SXSW seemed like forever ago, and while I’ve already covered metal’s declining presence there, one band that really stood out were Phoenix’s Take Over and Destroy. Their self-titled record is, admittedly, all over the place, but therein lies the charm. The closest you could get to summing them up is “Goblin if they were bikers,” and while the horror-movie vibes are strong, that doesn’t quite encompass them. “By Knife” would have you thinking they’re a death n’ roll band, Swedish riffs with Lemmy’s attitude, but by the third track, “Let Me Grieve,” they’ve turned into a dirtier Tribulation, with vocalist/keyboardist Andy Labarbera trading his growls in for a sleazy croon. Post-punk even gets perverted on “Out of Frame,” as a lurching bass gives way to midnight movie synth. If there is a glue, it’s solid heavy metal songcraft - “Love Among the Ruins” is the best In Solitude song since In Solitude broke up. Throughout the record, you don’t know if you’re entering a private jam session with Billy Gibbons and Black Breath, or a super low-budget Fiallo film where you’re the sacrificial “star.” TOAD like to keep you guessing, but they also like to party. (If you picked up the Gatecreeper record from our store, you might want to know that, up until earlier this year, guitarist Nate Garrett was also in TOAD.)

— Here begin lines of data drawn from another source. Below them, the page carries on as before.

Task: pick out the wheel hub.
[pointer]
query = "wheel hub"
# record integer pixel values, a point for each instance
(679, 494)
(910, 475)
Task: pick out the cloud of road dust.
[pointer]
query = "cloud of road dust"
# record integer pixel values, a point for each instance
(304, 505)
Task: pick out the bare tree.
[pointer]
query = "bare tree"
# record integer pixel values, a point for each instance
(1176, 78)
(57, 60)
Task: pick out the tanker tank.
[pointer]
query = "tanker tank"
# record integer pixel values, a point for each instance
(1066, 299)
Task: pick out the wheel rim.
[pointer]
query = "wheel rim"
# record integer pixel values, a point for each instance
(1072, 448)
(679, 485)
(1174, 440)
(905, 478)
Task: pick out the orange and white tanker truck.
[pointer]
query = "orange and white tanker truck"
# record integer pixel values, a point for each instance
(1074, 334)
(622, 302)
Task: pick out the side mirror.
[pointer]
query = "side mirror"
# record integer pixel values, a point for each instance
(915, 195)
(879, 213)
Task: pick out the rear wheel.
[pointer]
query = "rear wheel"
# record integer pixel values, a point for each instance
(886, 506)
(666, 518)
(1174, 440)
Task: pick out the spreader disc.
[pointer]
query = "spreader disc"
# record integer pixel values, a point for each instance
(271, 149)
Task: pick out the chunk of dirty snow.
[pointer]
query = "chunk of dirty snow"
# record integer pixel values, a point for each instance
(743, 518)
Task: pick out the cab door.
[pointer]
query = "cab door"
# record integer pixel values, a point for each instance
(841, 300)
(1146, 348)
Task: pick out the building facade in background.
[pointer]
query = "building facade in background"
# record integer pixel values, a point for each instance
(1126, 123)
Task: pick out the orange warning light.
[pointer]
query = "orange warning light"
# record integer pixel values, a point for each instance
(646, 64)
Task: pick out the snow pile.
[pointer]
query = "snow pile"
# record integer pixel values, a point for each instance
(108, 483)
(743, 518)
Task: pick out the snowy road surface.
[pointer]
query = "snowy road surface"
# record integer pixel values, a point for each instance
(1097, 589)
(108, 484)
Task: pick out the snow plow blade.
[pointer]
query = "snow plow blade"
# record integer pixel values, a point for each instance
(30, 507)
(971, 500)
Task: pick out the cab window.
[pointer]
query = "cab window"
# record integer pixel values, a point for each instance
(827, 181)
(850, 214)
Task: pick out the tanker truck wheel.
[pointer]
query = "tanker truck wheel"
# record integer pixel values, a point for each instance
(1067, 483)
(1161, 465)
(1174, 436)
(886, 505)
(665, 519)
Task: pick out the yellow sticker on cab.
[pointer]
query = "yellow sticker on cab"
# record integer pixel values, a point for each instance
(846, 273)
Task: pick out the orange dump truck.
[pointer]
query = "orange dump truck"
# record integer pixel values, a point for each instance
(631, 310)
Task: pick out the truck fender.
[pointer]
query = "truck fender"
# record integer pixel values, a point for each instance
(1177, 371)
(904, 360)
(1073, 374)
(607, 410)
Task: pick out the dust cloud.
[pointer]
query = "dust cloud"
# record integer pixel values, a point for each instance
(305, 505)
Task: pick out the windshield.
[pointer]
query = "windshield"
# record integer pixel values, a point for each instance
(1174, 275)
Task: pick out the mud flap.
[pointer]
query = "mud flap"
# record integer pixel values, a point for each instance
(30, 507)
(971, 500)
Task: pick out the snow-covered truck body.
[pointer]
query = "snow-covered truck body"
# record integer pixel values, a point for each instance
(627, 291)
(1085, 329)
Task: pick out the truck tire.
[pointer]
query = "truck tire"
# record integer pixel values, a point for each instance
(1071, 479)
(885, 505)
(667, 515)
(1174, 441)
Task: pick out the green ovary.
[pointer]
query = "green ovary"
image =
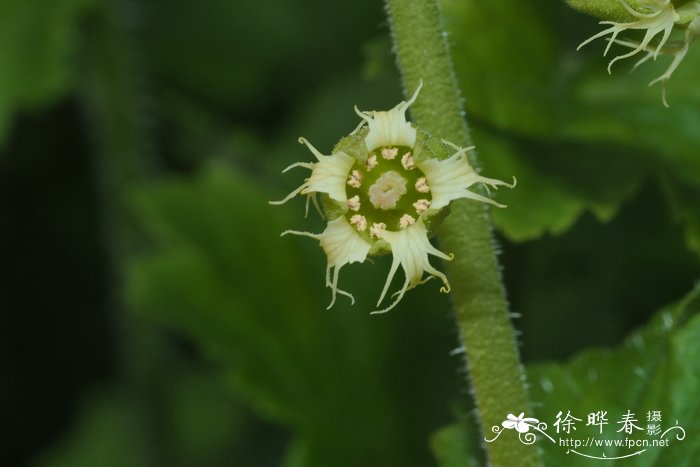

Ethan McCarthy is one of those dudes who lives for the road. Just in the past few months, I saw him with his main group, nihilist doom trio Primitive Man (where I also saw MAKE), caught up with him when he was driving #1 stunnas Cobalt around the country in September, and just a couple weeks ago again with his new grindcore band, Vermin Womb. It’s a wonder he has any time to hit the studio, but he spins road rage into nasty riffs. Decline is Vermin Womb’s first full-length, and it just proves once again that McCarthy has no shortage of vehemence in his bones. If you were a fan of McCarthy’s former trio Clinging To The Trees of a Forest Fire, this is definitely more in that vein (he also teams with ex-CTTTOAFF bassist Zach Harlan here). John Coltrane had his “sheets of sound,” and McCarthy’s battering of vile riff after vile riff is on that wavelength. McCarthy is one of the few metal players with his own sound, rich in low-end but slightly hollowed out for a more black metal feel, a big and crusty sound without sounding like Kurt Ballou. His growls and shrieks are downright feral, and where Coltrane was tapping into a universal consciousness, McCarthy speaks to a common pain and mutual vitriol. It takes from various genres to show that there is a contempt we can all connect with, whether we’re grind freaks or black metal heads. How can music so divisive and abrasive be so unifying too?